Hotchkiss v. Greenwood (1850)

In Hotchkiss v. Greenwood (1850) 52 U.S. 248, the patentee claimed a patentable invention in his discovery of the utility of potter's clay or porcelain as materials for the manufacture of door handles instead of the customary woods. The Supreme Court sustained a lower courtinstruction that if the patent merely involved the substitution of the superior materials disclosed in a known process, then it was invalid for want of invention. The Supreme Court laid down the general rule: "The improvement consists in the superiority of the material, and which is not new, over that previously employed in making the knob. But this, of itself, can never be the subject of a patent. The difference is formal, and destitute of ingenuity or invention. It may afford evidence of judgment and skill in the selection and adaptation of the materials in the manufacture of the instrument for the purposes intended, but nothing more. Unless more ingenuity and skill . . . were required . . . than were possessed by an ordinary mechanic acquainted with the business, there was an absence of that degree of skill and ingenuity which constitute essential elements of every invention.
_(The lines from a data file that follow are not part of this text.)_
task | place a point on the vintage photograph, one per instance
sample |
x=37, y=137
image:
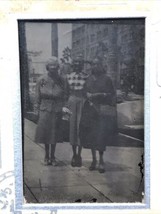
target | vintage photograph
x=82, y=98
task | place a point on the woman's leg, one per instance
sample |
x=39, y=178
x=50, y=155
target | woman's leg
x=101, y=168
x=79, y=158
x=94, y=160
x=73, y=161
x=52, y=156
x=46, y=159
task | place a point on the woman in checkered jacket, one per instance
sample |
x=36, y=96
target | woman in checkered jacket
x=75, y=84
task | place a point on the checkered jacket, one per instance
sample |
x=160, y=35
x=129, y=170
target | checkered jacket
x=76, y=81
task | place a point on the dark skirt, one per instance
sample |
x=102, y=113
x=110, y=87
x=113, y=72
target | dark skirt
x=96, y=129
x=49, y=128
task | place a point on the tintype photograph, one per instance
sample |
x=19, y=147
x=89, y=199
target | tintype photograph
x=82, y=98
In other words, the improvement is the work of the skillful mechanic, not that of the inventor." (52 U.S. at 266-267.) The rule in Hotchkiss, in essence, is that a patentable invention must evidence more ingenuity and skill than that possessed by an ordinary mechanic acquainted with the business. The Supreme Court held that the mere substitution of materials was not patentable. Hotchkiss et al. v. Greenwood, frequently referred to as the "Porcelain door knob case," the court said: "for unless more ingenuity and skill in applying the old method of fastening the shank and the knob were required in the application of it to the clay or porcelain knob than were possessed by an ordinary mechanic acquainted with the business, there was an absence of that degree of skill and ingenuity which constitute essential elements of every invention. In other words, the improvement is the work of the skilful mechanic, not that of the inventor." Unlike novelty and utility, which were prerequisites to patentability mentioned specifically in the Patent Act of 1793, the requirement of nonobviousness was of judicial origin, first appearing in the case of Hotchkiss v. Greenwood. In 1952, Congress codified the Hotchkiss doctrine in section 103 of the patent revision act of that year.